Effect of spring semester interventions. We simulated transmission between 17 February and 1 June assuming children less than 10 years are half as susceptible to infection as older children and adults. Between 16 March (enactment of shelter-in-place orders) and 1 June (the end of the spring school semester), we assessed potential outcomes under various counterfactual scenarios: (1) schools had remained open for the remainder of the school semester; (2) workplaces had remained open; (3) social gatherings were permitted; (4) no interventions were enacted. (a) Modelled cumulative incidence according to the counterfactual scenario examined. Modelled predictions are not adjusted for under-reporting, which is expected to be substantial. (b) Daily incidence per 10 000 per counterfactual scenario examined. (c) The per cent increase in cumulative incidence from observed incidence between 17 February and 1 June, stratified by counterfactual scenario and population sub-group. (d) The absolute difference in the per cent of the population seropositive for each counterfactual scenario compared with the modelled, observed seroprevalence between 17 February and 1 June, stratified by population sub-group. (e) The per cent increase in deaths per 10 000 from observed between 17 February and 1 June, stratified by counterfactual scenario and population sub-group. The distribution of estimated death rate across 1000 realizations was skewed, so black dots representing the mean number of excess deaths per 10 000 are added.

Figure 4.

Influence of key epidemiological parameters on the effectiveness of school closures.
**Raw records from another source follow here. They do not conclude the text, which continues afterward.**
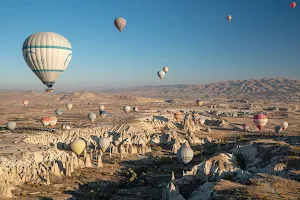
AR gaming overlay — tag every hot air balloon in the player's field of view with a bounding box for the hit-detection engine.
[157,71,166,80]
[174,112,183,122]
[22,100,29,106]
[177,144,194,165]
[71,139,86,156]
[22,32,72,92]
[60,124,67,130]
[99,105,105,111]
[133,106,139,112]
[6,121,17,131]
[163,66,169,73]
[196,100,203,107]
[199,116,206,125]
[227,15,232,22]
[291,2,297,8]
[253,113,268,131]
[123,106,131,114]
[49,116,57,128]
[99,110,107,118]
[66,103,73,110]
[243,124,249,132]
[99,137,111,152]
[275,126,282,134]
[281,122,289,131]
[114,17,126,32]
[88,112,97,123]
[55,109,64,117]
[41,117,50,127]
The per cent increase in cumulative incidence from observed incidence over the period 17 February–1 June had schools remained open between 17 March and 1 June. (a) Results are reported for modelling scenarios that varied the ratio of the susceptibility of individuals under 20 years to adults 20 or older, and the ratio of the force of infection for asymptomatic infections to symptomatic infections (α). Dashed lines indicate the per cent increase in incidence from observed that would have been expected if workplaces had remained open, and if social gatherings were permitted. (b) Results are reported for synthetic populations with varying levels of the proportion of households with children under 18 years of age, reflecting three major Bay Area cities (Berkeley, Oakland, Hayward), assuming children under 10 are half as susceptible as older children and adults.

Figure 5.

Excess risk by sub-group associated with school reopening strategies over a subsequent four-month semester. Points and horizontal lines show the additional proportion (mean and interquartile range) of each sub-group expected to experience clinical infection over the course of a four-month semester compared with if schools were closed under each reopening scenario and the four transmission contexts: children half and equally as susceptible as adults crossed with moderate and high community transmission. Colours indicate the transmission across levels of schooling (elementary, middle and high) while the shape of the mean point indicates the level of community transmission (circle, moderate; cross, high). ‘Teachers' includes teachers and all other school staff.

Figure 6.

Population-level excess incidence and hospitalizations associated with reopening strategies over a four-month semester. Excess cumulative incidence per 10 000 (a) and excess daily hospitalization, on average, per 10 000 (b) that would be expected over a four-month semester for each reopening strategy compared with if schools were closed. Bars are stratified by the moderate and high community transmission scenario and coloured according to the sub-group contributing cases. ‘Teachers' includes teachers and all other school staff.